Nigerian militants in the southern Delta region have rejected plans announced by President Olusegun Obasanjo to develop their region.
The Movement for the Emancipation of the Niger Delta also renewed its threat to continue oil installation attacks.
It said the offer of thousands more jobs and a new motorway did not address their demands for more local control of oil wealth and demilitarisation.
Mend have kidnapped foreign oil workers and warned them to leave the Delta.
In a statement, Mend said the government was trying to remedy 50 years of injustice with the promise of menial jobs.
"We do not need any further mismanagement of the fast diminishing resources of our land by the award of bogus contracts intended to channel the wealth of the Niger Delta back to the hands of those who have looted ... all these years," it said.
Earlier, Mr Obasanjo told officials from the troubled states that new jobs would be created in the military, police and the state oil company.
Announcing the new jobs and a $1.8bn (£1bn) motorway project, President Obasanjo told state representatives at a council designed to speed development in the region that the meeting was "a wonderful opportunity for a new beginning".
A statement from Mend sent to Reuters restated a warning to oil companies operating in the Niger Delta "and more especially workers for such companies, to leave while they can. Our halt in attacks was more of a tactical suspension which has come to its end," it said.
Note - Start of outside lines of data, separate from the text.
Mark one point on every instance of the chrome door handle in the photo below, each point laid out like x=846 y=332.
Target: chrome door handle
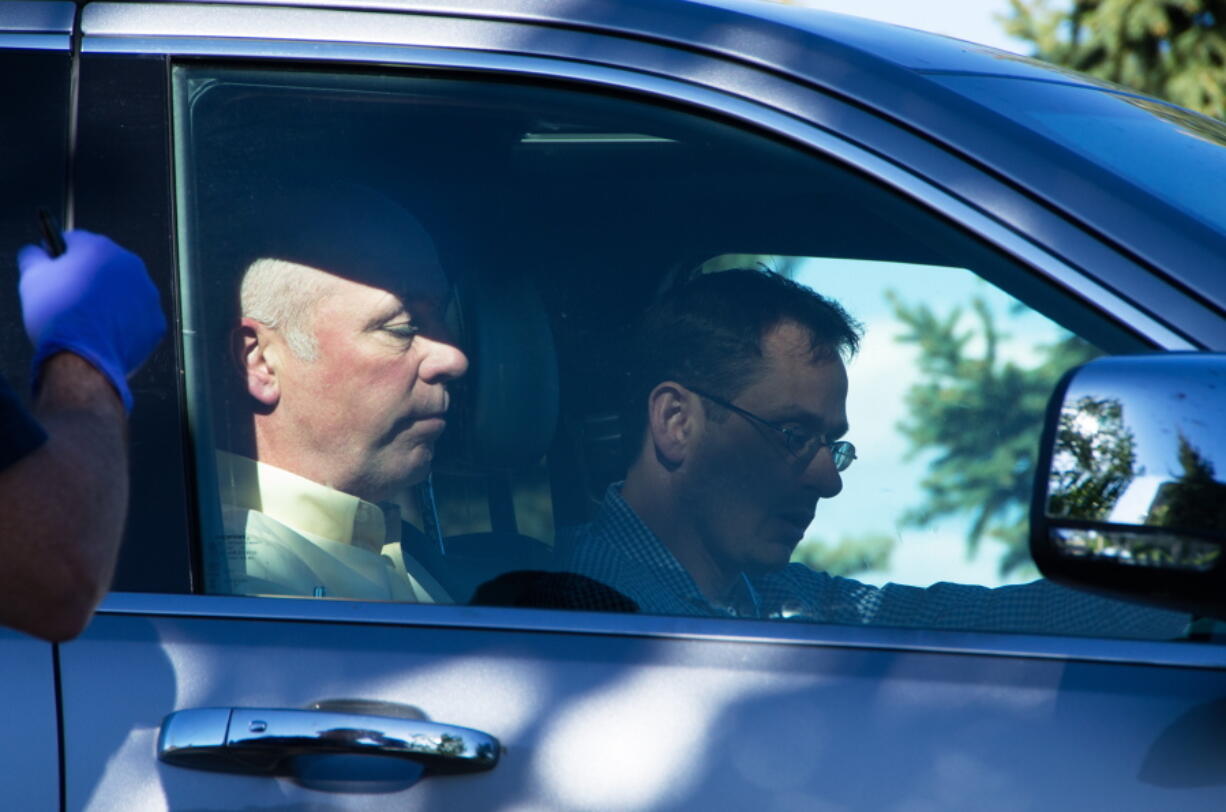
x=270 y=740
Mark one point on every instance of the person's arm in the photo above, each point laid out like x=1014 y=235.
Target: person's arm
x=63 y=505
x=93 y=315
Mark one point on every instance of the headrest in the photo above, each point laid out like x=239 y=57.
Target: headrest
x=511 y=386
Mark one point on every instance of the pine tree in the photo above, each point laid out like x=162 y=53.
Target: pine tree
x=1173 y=49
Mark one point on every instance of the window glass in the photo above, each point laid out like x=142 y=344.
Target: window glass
x=453 y=339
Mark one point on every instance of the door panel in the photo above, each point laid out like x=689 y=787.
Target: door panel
x=628 y=723
x=31 y=772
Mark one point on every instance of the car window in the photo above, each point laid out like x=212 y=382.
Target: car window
x=462 y=340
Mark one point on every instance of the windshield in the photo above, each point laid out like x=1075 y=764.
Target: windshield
x=1171 y=152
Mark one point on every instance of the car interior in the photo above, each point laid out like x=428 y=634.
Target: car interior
x=558 y=214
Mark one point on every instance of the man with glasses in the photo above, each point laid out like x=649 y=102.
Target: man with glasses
x=738 y=394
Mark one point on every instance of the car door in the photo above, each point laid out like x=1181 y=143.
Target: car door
x=585 y=168
x=34 y=42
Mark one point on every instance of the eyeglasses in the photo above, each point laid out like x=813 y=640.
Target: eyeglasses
x=799 y=444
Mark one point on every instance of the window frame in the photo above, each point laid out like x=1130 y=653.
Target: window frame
x=776 y=115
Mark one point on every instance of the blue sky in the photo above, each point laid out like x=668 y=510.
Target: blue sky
x=964 y=19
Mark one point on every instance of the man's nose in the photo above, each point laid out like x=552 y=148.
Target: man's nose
x=443 y=362
x=823 y=476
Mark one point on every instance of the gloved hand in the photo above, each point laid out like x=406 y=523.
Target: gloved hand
x=96 y=301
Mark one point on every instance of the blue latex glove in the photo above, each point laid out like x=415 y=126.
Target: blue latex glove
x=96 y=301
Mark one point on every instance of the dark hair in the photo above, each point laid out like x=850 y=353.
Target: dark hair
x=708 y=334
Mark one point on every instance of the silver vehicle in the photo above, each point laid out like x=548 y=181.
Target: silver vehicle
x=992 y=221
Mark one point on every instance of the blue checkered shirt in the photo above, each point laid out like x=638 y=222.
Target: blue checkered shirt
x=618 y=550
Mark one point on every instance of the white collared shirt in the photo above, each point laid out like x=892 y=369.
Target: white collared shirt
x=287 y=535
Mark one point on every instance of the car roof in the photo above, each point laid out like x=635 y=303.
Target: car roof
x=759 y=31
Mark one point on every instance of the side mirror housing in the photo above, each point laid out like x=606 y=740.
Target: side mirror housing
x=1130 y=482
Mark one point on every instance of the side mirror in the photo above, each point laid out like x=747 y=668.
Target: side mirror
x=1130 y=483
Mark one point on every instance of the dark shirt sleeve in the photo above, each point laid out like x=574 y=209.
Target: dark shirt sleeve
x=20 y=433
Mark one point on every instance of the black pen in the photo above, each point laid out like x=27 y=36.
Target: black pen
x=53 y=241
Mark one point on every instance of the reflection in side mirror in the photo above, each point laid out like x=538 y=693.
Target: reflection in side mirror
x=1130 y=492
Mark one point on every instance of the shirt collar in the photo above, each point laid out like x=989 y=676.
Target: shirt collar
x=305 y=505
x=617 y=520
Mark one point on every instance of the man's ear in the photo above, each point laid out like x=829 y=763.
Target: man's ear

"At a time of our choosing we will resume attacks with greater devastation and no compassion on those who choose to disregard our warnings."
There has been an upsurge of violence in recent months in the Delta, which has led to a cut in Nigerian oil production of 25%.
The attacks have cost Nigeria millions of dollars of lost revenue and helped to drive up world oil prices.
An opposition politician, Gani Fawehinmi, told the BBC the measures were not enough, as 75% of young people in the Niger Delta were without jobs.
He suggested the timing of Mr Obasanjo's initiative was because he wanted a third term in office.
In February, Mend kidnapped nine foreign workers in the region, but later released them all. The group has threatened further attacks on oil industry targets.
The militants, who say they are angered by poverty in the region, are seeking greater local control of the area's oil wealth.
The BBC's Alex Last in Lagos says the militants' grievances were not addressed at the meeting.
Although there have been promises of development in the past, few have become reality, he says.
The real test will be to see if this time the development will reach the communities who are in need, our correspondent says.